Il faut d’abord rappeler l’ordre des grandeurs. L’Afrique, c’est 30 millions de km2 et plus d’un milliard d’habitants.
Selon la BAD, rien que pour les infrastructures, les besoins du continent se situent entre 130 et 170milliards de dollars par an.
C’est dire que si l’aide peut contribuer à régler une urgence sectorielle, elle ne peut satisfaire les énormes besoins en routes, autoroutes, ponts, ports, aéroports, barrages, centrales électriques et autres infrastructures indispensables à l’émergence de l’Afrique.
En plus de nos efforts internes de mobilisation des ressources, il faut repenser la gouvernance économique mondiale pour favoriser les conditions du financement de l’émergence en Afrique.
A mon sens, les réformes doivent porter sur six domaines au moins :
- Un, assouplir les règles de l’OCDE pour les prêts crédits-export, et allonger les maturités pour le financement des projets d’infrastructures du développement.

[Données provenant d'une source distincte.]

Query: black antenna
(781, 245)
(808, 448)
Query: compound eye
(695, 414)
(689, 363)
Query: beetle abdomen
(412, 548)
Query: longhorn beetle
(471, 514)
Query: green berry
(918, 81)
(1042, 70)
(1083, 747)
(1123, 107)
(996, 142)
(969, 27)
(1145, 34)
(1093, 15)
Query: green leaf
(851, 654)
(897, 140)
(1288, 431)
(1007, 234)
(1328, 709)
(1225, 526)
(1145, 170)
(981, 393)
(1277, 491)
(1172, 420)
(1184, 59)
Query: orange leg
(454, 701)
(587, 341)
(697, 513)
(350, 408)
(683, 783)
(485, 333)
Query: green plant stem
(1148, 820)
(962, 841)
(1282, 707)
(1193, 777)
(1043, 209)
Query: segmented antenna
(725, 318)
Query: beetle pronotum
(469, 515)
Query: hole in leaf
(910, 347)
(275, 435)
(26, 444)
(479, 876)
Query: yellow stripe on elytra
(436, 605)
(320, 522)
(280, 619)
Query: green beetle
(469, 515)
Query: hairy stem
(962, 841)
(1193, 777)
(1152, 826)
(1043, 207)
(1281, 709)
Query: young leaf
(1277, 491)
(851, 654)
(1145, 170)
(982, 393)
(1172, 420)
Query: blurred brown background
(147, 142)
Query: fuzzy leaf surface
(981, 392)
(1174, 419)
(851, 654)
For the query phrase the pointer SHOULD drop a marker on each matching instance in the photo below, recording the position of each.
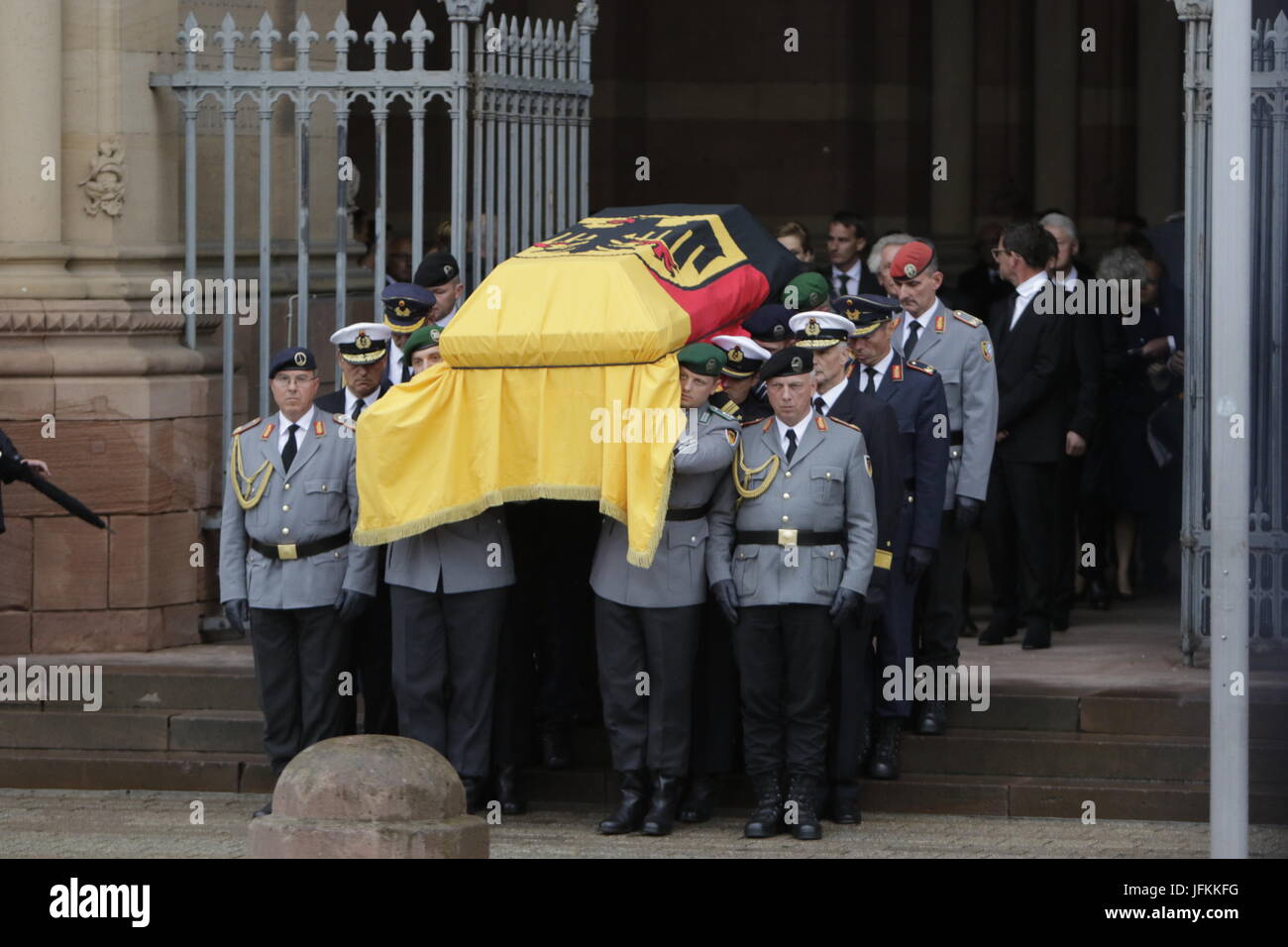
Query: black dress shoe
(885, 753)
(767, 821)
(507, 791)
(698, 801)
(660, 818)
(629, 815)
(931, 718)
(476, 793)
(1037, 638)
(996, 634)
(1098, 594)
(804, 792)
(557, 746)
(844, 806)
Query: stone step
(1081, 755)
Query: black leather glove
(845, 604)
(915, 564)
(967, 512)
(351, 604)
(237, 611)
(726, 596)
(875, 599)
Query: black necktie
(288, 451)
(913, 330)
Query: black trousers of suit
(647, 729)
(785, 657)
(941, 600)
(445, 671)
(299, 655)
(1019, 532)
(372, 663)
(716, 715)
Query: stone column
(952, 116)
(1056, 34)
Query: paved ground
(68, 823)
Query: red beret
(911, 261)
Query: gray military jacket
(316, 500)
(678, 575)
(960, 348)
(471, 556)
(825, 488)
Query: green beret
(424, 338)
(810, 291)
(702, 359)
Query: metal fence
(1266, 170)
(519, 142)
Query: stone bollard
(369, 796)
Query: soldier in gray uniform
(447, 590)
(287, 574)
(960, 348)
(649, 620)
(790, 565)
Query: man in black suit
(838, 395)
(364, 356)
(1033, 361)
(846, 243)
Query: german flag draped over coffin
(549, 363)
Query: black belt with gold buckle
(300, 551)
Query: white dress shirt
(351, 401)
(880, 368)
(923, 321)
(305, 423)
(799, 428)
(854, 272)
(832, 394)
(1025, 291)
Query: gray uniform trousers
(447, 590)
(649, 620)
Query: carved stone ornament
(104, 187)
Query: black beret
(436, 269)
(294, 359)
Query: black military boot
(767, 819)
(507, 789)
(557, 746)
(845, 802)
(666, 799)
(804, 792)
(630, 814)
(699, 800)
(476, 792)
(931, 718)
(885, 753)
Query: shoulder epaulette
(248, 425)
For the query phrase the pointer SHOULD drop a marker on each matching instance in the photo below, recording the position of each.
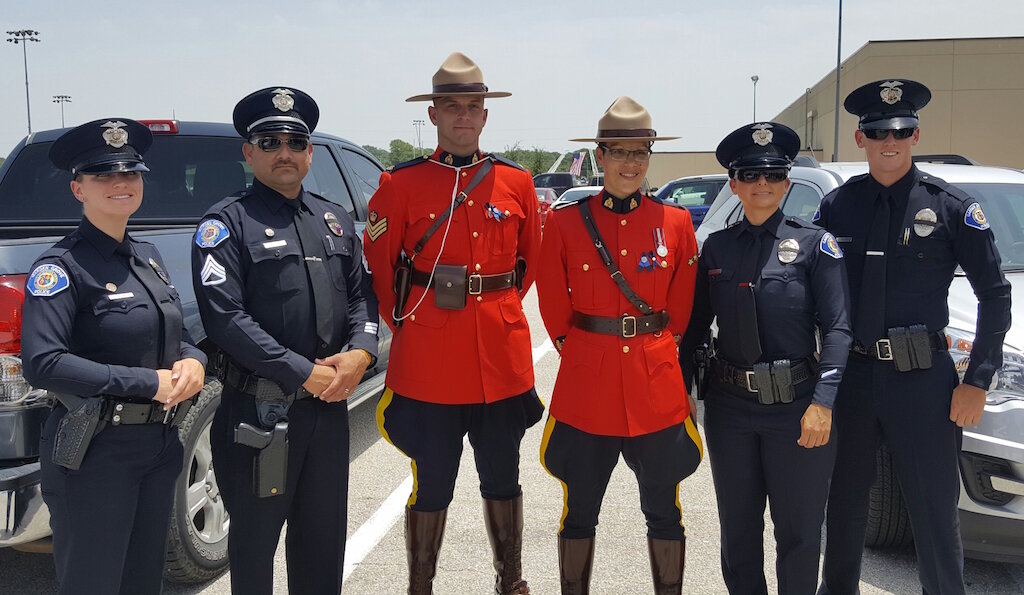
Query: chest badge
(924, 222)
(333, 223)
(787, 250)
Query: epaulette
(499, 158)
(409, 163)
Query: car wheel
(197, 543)
(888, 521)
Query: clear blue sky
(688, 62)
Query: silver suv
(991, 503)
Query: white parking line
(371, 533)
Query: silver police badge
(891, 93)
(762, 134)
(116, 135)
(787, 250)
(283, 99)
(924, 222)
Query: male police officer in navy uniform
(283, 292)
(904, 232)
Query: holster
(451, 286)
(76, 430)
(402, 286)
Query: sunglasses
(272, 143)
(772, 175)
(882, 134)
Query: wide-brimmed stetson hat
(625, 120)
(459, 76)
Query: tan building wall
(977, 98)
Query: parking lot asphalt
(380, 483)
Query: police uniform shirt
(793, 297)
(922, 257)
(254, 293)
(97, 327)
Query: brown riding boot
(576, 557)
(424, 532)
(668, 558)
(504, 522)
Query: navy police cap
(275, 110)
(758, 145)
(108, 145)
(887, 104)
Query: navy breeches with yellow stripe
(583, 462)
(431, 435)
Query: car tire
(197, 543)
(888, 521)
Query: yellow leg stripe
(385, 400)
(548, 428)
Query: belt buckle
(884, 349)
(629, 326)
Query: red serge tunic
(607, 384)
(482, 352)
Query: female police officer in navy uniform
(103, 333)
(771, 281)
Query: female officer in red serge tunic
(461, 357)
(620, 389)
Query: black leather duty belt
(883, 351)
(743, 377)
(247, 382)
(477, 283)
(625, 326)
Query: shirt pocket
(279, 267)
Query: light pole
(61, 99)
(24, 37)
(755, 79)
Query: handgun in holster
(76, 429)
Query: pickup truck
(194, 165)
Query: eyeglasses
(639, 156)
(882, 134)
(272, 143)
(772, 175)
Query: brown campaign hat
(625, 120)
(459, 76)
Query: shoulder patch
(47, 280)
(211, 232)
(829, 246)
(974, 217)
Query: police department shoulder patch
(211, 232)
(975, 217)
(829, 246)
(47, 280)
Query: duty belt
(477, 283)
(247, 382)
(625, 326)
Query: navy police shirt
(94, 326)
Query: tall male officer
(283, 292)
(903, 232)
(461, 360)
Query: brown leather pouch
(450, 287)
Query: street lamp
(61, 99)
(755, 79)
(24, 37)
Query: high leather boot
(424, 532)
(576, 557)
(668, 559)
(504, 521)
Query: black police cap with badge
(888, 104)
(108, 145)
(275, 110)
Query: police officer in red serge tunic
(620, 388)
(461, 357)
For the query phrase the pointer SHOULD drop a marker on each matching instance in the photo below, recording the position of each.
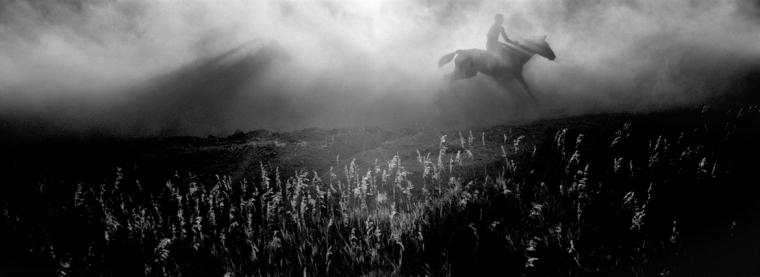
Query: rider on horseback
(492, 39)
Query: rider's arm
(506, 38)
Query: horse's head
(541, 47)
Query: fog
(199, 67)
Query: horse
(500, 66)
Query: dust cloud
(198, 67)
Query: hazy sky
(142, 67)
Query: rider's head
(498, 19)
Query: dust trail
(198, 67)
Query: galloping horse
(509, 64)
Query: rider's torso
(492, 38)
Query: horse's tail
(447, 58)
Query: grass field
(664, 194)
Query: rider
(492, 39)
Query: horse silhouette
(500, 66)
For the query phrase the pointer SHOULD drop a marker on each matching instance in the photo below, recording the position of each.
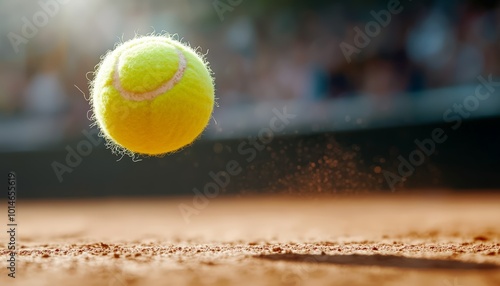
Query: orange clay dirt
(431, 239)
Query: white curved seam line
(139, 96)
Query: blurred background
(363, 79)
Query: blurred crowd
(257, 53)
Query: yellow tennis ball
(152, 95)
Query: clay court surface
(432, 239)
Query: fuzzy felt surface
(152, 95)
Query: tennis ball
(152, 95)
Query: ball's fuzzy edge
(109, 142)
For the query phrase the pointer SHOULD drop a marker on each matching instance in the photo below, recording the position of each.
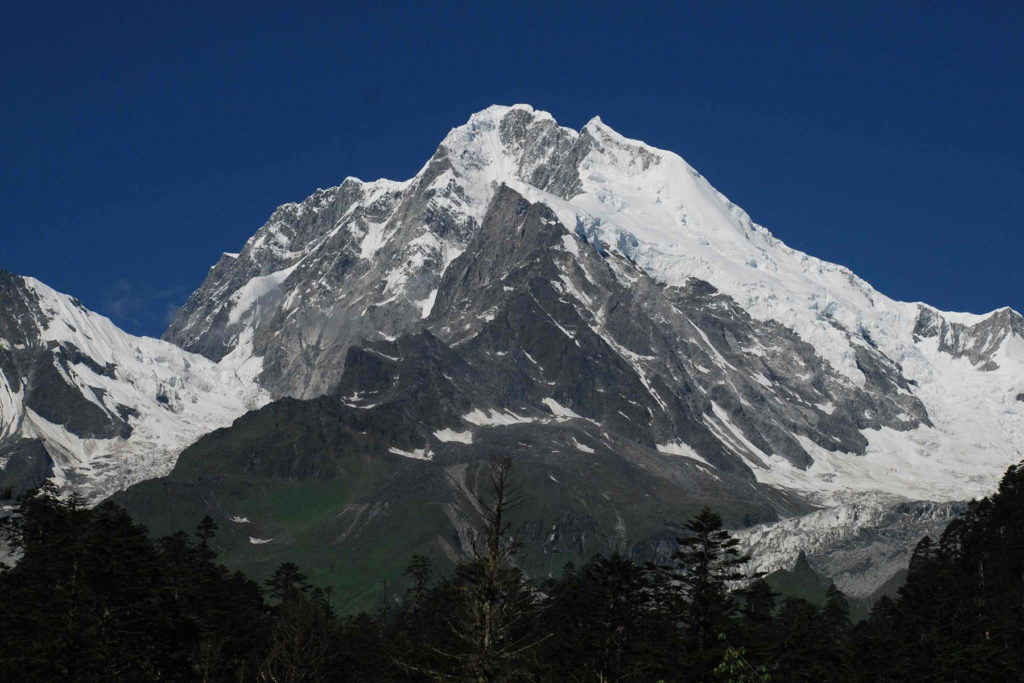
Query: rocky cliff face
(576, 298)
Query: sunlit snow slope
(96, 409)
(364, 260)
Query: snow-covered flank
(177, 397)
(494, 418)
(558, 410)
(252, 292)
(582, 447)
(448, 435)
(418, 454)
(651, 206)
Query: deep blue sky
(140, 140)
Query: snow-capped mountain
(93, 408)
(364, 260)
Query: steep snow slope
(365, 260)
(671, 221)
(109, 409)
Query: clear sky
(139, 140)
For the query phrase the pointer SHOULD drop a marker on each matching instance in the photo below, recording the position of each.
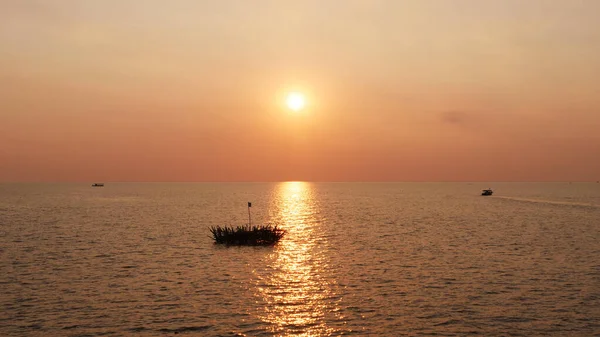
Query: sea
(358, 259)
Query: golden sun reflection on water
(296, 288)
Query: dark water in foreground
(358, 259)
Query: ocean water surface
(361, 259)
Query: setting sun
(295, 101)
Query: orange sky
(423, 90)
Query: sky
(193, 90)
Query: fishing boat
(487, 192)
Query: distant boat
(487, 192)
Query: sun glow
(295, 101)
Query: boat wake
(551, 202)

- Deux, corriger les règles d’évaluation du risque d’investissement en Afrique, puisque la perception de ce risque reste toujours plus élevée que le risque réel, ce qui renchérit les primes d’assurance et réduit la compétitivité de nos économies ;
- Trois, promouvoir davantage les financements mixtes, combinant fonds concessionnels et financements commerciaux ;
- Quatre, alléger et simplifier les procédures d’instruction des dossiers de financement des projets, dans le respect des règles de transparence. Il n’y a pas d’incompatibilité entre la diligence et la transparence.
- Cinq, assurer une transition énergétique juste et équitable, selon le Principe de la responsabilité commune mais différenciée ;
- Six, améliorer les règles du système fiscal international, pour que l’impôt soit payé là où la richesse est créée, c’est-à-dire dans le pays où une société mène ses activités et tire ses profits.
A ce sujet, l’adoption par le G20 de la proposition américaine pour l’instauration d’un impôt minimum de 15%, afin de dissuader le recours aux paradis fiscaux, va certainement dans le bon sens ; tout comme l’émission historique de 650 milliards de dollars en Droits de Tirages Spéciaux.
Ainsi, l’Afrique a pu disposer de son quota de 33 milliards de dollars pour renforcer sa résilience sanitaire, atténuer en partie l’impact de la crise et amorcer la relance économique.
C’était le premier objectif du Sommet de Paris de mai dernier sur le financement des économies africaines.
Travaillons sur le deuxième objectif, pour la réallocation aux pays africains, selon des modalités à convenir, de 67 milliards de dollars, mobilisables sur les DTS des pays riches qui y consentent, pour atteindre le seuil des 100 milliardsconvenus.
C’est ce qui nous rapprochera des 252 milliards de dollars dont l’Afrique a besoin d’ici à 2025 pour contenir le choc de la COVID et amorcer sa relance économique.
D’autre part, l’accès de tous au vaccin et sa production en Afrique restent pour nous une priorité majeure. Je salue les efforts déployés au plan bilatéral et dans le cadre de l’initiative COVAX. Mais beaucoup reste encore à faire pour atteindre nos objectifs de vaccination.
Le Président Cyril Ramaphosa, qui coordonne avec engagement la riposte anti COVID à l’échelle continentale nous en dira certainement plus.
Thank you Cyril. We are certainly eager to hear your update on the critical issue of vaccine. But let me reiterate here my full support against any form of discrimination or isolation in relation with the new variant. This is not acceptable ; and we won’t accept it.
Comme l’a clairement indiqué l’OMS, isoler un pays qui a séquencé un nouveau variant et a fait preuve de transparence, est non seulement discriminatoire, mais aussi contre-productif ; parce que c’est inciter les autres à ne pas publier les résultats de leurs investigations.
Cette pandémie qui frappe tous nos pays doit nous rassembler sur le front solidaire de la riposte, au lieu d’ajouter un nouveau clivage aux relations Nord-Sud.
Rassembler, réfléchir et proposer des solutions, c’est cela l’esprit du Forum de Dakar sur la paix et la sécurité en Afrique, dont je déclare maintenant ouverte la 7e édition. Je vous remercie.